TradingView data reported on Sept. 24 that Bitcoin crypto-currency on the Binance exchange crashed from $9,352.89 to about $7,800 in less than an hour trading, before closing at about $8,568. The loss of confidence follows the release of technical reports that “quantum supremacy” computing will soon be able to hack 256-bit encryptions that are invulnerable to traditional supercomputer brute force attacks.
Google’s efforts over the last decade to develop a ‘Super Intellect System’ focused on advancing artificial intelligence (AI), quantum computing and humanoid robotics. Many observers have referred to the effort as “Skynet,” from the 1984 movie: “The Terminator.”
NASA published a scientific paper stating Google achieved “quantum supremacy” with a 53-qubit quantum computer. The device takes just 200 seconds to complete a computing task that would normally require 10,000 years on a new supercomputer.
Although a 53-qubit quantum computer can break any 53-bit cryptography in a few seconds, Bitcoin transactions are protected by 256-bit encryption. But Fortune reported that Google quantum computer qubits will double at least every two years to over 100 qubits by 2020, and then defeat all crypto-currencies in 2022 with over 400 qubits.
The Defense Information Systems Agency (DISA) disclosed in March that quantum computers will eventually expand their qubits into the 512, 1024 and 2048 range, rendering the highest levels of current U.S. military encryptions obsolete. DISA is relying on the Department of Defense’s ‘Other Transaction Authority’ to expedite issuing requests for whitepapers on potential cybersecurity encryption models that cannot be hacked by quantum computers.
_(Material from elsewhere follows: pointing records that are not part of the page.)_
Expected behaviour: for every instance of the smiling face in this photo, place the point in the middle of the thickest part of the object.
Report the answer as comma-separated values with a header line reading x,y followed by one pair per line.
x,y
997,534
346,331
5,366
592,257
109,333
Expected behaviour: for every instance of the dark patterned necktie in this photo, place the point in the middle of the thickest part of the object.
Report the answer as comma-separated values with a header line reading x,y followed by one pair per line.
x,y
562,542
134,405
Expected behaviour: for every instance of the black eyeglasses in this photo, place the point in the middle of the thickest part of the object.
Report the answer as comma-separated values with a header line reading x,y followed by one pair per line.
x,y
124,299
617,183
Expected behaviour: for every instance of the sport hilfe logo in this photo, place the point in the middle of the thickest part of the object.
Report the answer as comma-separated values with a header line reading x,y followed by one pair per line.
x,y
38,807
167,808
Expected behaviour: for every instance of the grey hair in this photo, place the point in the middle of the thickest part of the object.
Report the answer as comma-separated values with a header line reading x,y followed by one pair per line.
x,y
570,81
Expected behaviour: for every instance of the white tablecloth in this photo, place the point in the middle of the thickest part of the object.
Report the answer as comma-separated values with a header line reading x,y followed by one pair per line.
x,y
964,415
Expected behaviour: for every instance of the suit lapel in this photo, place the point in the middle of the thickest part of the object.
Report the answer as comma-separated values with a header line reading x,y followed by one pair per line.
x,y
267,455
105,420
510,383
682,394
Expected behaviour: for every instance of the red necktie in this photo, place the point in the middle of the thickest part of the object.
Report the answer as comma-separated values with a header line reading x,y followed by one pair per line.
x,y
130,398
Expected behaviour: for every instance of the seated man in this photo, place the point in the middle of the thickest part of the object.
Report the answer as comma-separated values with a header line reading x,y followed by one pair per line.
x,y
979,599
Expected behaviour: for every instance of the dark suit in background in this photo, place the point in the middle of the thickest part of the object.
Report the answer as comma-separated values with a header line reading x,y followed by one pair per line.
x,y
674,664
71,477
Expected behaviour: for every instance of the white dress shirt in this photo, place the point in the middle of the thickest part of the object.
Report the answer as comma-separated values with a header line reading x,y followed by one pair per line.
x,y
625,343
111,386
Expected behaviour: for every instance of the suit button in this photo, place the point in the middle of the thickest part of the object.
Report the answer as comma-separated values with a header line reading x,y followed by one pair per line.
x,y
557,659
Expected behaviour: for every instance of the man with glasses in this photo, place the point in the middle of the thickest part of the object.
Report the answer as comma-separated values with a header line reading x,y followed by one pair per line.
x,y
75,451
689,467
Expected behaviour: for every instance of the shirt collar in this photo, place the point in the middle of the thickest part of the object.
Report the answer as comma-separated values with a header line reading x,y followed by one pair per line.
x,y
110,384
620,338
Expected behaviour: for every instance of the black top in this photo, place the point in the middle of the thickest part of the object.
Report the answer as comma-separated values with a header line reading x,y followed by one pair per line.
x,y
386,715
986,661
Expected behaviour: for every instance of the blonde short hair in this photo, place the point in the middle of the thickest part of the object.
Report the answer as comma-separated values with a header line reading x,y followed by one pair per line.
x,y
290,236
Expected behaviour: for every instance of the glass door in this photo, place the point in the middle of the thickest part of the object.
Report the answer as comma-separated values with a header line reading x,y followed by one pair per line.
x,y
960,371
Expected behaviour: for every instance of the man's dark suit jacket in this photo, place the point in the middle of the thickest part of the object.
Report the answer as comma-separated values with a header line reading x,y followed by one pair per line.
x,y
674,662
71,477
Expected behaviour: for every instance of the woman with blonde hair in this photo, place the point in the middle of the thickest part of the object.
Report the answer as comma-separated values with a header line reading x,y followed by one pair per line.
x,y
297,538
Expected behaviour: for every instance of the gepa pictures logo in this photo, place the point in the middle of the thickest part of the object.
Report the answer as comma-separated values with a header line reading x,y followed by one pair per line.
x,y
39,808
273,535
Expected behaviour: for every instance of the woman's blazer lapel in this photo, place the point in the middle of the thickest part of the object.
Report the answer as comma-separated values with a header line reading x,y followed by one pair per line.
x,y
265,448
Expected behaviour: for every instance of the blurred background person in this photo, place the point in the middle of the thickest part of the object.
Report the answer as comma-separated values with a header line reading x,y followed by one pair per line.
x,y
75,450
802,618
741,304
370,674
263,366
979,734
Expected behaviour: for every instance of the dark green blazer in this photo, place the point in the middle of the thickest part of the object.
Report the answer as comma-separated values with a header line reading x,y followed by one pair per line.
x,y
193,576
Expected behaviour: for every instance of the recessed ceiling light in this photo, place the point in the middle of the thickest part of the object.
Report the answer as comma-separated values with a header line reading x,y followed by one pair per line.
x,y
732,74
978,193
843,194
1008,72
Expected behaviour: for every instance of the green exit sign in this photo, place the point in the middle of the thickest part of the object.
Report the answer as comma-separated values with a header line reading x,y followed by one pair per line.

Quantum computing leapfrogs the limitations of traditional computing where calculations are done one at a time with the two binary digits (bits) of “0” or “1” that turn on and off electronic current flowing through transistors. But quantum superposition subatomic particles can exist in two states at once, expanding the “entangled” digits into qubits.
IBM CIO Fletcher Previn speaking at the Baltimore AFCEA TechNet Cyber conference in March described the quantum computing challenge: “It’s a completely different approach to computing than counting, which is the basis of all current computing. It’s possible we’ve been programming computers the wrong way for the last X number of years. Quantum is a much closer approximation to how nature figures things out.”
Chinese leader Xi Jinping demanded the complete modernization of the People’s Liberation Army (PLA) by 2035 and China’s transition to a major military power by 2050. To support the effort, China’s 2019 military spending grew by 7.5 per cent. But its PLA dominated technological research budget grew by 13.4 percent, with special focus on integration of AI, quantum computing, humanoid robots.
It was assumed in early 2018 that China would be the first to achieve quantum supremacy after Chinese physicists claimed to set a quantum computing record by achieving 18-qubit entanglement, while still being able to control each qubit. But China has not made any comment regarding quantum computing since Google disclosed getting there first.
Demonstrating the accelerating speed of disruptive technical change, D-Wave—which provides exotic hardware to Google and other research organizations—announced on Sept. 24 that the company is offering a 2048-qubit quantum computer called the “D-Wave 2000Q” platform.
Chriss Street is an expert in macroeconomics, technology, and national security. He has served as CEO of several companies and is an active writer with more than 1,500 publications. He also regularly provides strategy lectures to graduate students at top Southern California universities.